GetUtf16StringLength
Short summary
This functions returns the length of an UTF-16 string in words and the number of unicode characters (without null terminator)
Attention: All strings are handled as null-terminated byte streams
Example:
myString :WString(10) := "Test";
stringLengthWords, charCount :UDINT;
------------------
GetUtf16StringLength(
utf16StringAddress := ADR(myString),
wordCount => stringLengthWords,
characterCount => charCount
);
- Return type:
UDINT
Parameters
| Name | Type | Comment | Kind |
|---|---|---|---|
| utf16StringAddress | POINTER TO WORD | pointer to the utf-16 string | input |
| wordCount | UDINT | - | output |
| characterCount | UDINT | - | output |
Code
Declaration
FUNCTION GetUtf16StringLength :UDINT
VAR_INPUT
(* pointer to the utf-16 string *)
utf16StringAddress :POINTER TO WORD;
END_VAR
VAR CONSTANT
(* the end of string marker *)
END_OF_STRING :BYTE := 16#0000;
END_VAR
VAR
wordIndex :UDINT := 0;
END_VAR
VAR_OUTPUT
wordCount :UDINT := 0;
characterCount :UDINT := 0;
END_VAR
Implementation
GetUtf16StringLength := 0;
RETURN(utf16StringAddress = 0);
WHILE (utf16StringAddress[wordCount] <> END_OF_STRING) DO
wordCount := wordCount + 1;
END_WHILE
RETURN((wordCount = 0));
wordIndex := 0;
WHILE (wordIndex < wordCount) DO
CASE utf16StringAddress[wordIndex] OF
16#D800..16#DBFF: // current word is high surrogate
// check next word is a low surrogate
IF ((wordIndex + 1 < wordCount)
AND_THEN (utf16StringAddress[wordIndex+1] >= 16#DC00 )

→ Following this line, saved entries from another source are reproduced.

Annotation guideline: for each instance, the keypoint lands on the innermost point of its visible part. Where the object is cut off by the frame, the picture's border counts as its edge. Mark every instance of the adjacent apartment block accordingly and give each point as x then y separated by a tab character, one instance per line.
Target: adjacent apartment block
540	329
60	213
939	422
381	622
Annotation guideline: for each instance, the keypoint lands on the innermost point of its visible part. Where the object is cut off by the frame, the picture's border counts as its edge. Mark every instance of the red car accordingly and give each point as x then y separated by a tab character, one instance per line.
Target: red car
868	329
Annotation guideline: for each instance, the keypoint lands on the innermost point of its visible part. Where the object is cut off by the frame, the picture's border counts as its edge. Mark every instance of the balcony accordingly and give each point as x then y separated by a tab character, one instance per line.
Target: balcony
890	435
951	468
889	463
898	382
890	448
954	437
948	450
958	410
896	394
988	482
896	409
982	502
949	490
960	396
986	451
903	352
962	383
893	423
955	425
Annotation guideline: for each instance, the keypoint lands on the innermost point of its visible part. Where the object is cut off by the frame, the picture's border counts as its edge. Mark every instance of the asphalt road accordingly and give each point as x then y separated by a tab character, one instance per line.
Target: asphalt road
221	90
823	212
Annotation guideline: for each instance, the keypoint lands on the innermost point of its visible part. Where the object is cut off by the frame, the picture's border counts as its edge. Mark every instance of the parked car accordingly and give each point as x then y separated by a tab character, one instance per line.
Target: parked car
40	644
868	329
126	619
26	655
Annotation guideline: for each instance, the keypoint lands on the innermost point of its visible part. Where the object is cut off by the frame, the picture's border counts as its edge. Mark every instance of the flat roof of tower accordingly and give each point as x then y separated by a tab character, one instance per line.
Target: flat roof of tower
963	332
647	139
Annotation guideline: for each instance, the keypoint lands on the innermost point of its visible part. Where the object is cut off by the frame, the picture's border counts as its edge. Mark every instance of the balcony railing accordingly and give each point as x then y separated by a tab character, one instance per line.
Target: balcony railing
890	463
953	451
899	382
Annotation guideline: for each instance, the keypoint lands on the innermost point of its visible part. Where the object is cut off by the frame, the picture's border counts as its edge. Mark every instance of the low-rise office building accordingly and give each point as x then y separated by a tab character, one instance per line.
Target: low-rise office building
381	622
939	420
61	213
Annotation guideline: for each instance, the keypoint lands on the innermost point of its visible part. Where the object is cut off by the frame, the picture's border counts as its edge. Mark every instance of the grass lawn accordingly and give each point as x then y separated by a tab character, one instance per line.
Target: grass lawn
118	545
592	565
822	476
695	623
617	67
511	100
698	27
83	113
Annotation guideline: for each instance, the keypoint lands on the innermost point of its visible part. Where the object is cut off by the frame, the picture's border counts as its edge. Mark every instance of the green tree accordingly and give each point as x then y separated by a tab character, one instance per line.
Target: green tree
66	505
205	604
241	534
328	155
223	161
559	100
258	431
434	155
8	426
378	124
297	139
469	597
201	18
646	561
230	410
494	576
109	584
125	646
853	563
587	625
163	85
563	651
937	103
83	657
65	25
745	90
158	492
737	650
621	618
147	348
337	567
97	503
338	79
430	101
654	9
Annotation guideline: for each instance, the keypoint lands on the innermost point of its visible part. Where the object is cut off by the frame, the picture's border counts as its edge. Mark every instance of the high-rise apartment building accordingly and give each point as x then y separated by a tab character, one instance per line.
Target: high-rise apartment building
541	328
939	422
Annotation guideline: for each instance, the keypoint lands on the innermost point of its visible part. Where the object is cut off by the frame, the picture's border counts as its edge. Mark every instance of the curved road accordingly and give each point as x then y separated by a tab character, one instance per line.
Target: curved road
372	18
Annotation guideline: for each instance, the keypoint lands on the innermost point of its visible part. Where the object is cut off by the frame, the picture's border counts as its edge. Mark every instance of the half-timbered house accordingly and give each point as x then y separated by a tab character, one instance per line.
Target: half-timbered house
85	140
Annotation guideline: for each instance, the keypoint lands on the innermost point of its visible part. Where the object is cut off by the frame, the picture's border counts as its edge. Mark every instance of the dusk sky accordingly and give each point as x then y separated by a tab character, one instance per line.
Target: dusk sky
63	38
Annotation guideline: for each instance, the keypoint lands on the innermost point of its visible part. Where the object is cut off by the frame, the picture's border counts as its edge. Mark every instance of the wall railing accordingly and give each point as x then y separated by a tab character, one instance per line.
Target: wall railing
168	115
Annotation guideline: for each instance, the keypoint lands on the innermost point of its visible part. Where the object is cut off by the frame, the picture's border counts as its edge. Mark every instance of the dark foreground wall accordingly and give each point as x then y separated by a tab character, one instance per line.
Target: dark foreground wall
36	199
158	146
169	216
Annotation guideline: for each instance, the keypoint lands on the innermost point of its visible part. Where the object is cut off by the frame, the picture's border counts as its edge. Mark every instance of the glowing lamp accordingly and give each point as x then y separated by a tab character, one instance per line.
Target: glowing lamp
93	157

AND_THEN (utf16StringAddress[wordIndex+1] <= 16#DFFF))
THEN
characterCount := characterCount + 1;
wordIndex := wordIndex + 2; // skip next word as it was a low surrogate
ELSE // no valid surrogate pair
GetUtf16StringLength := 0;
wordCount := 0;
characterCount := 0;
Tc2_System.ADSLOGSTR(
msgCtrlMask := Tc2_System.Global_Variables.ADSLOG_MSGTYPE_ERROR,
msgFmtStr := 'CNM_UnicodeUtilities: Invalid UTF-16 surrogate pair found!',
strArg := ''
);
RETURN;
END_IF
16#DC00..16#DFFF: // unpaired low surrogate found
GetUtf16StringLength := 0;
wordCount := 0;
characterCount := 0;
Tc2_System.ADSLOGSTR(
msgCtrlMask := Tc2_System.Global_Variables.ADSLOG_MSGTYPE_ERROR,
msgFmtStr := 'CNM_UnicodeUtilities: Unpaired low surrogate found: %s!',
strArg := Tc2_Utilities.WORD_TO_HEXSTR( in := utf16StringAddress[wordIndex], iPrecision := 4)
);
RETURN;
ELSE // word is a single codepoint (basic multilingual plane U+0000 bis U+FFFF)
characterCount := characterCount + 1;
wordIndex := wordIndex + 1;
END_CASE
END_WHILE
GetUtf16StringLength := wordCount;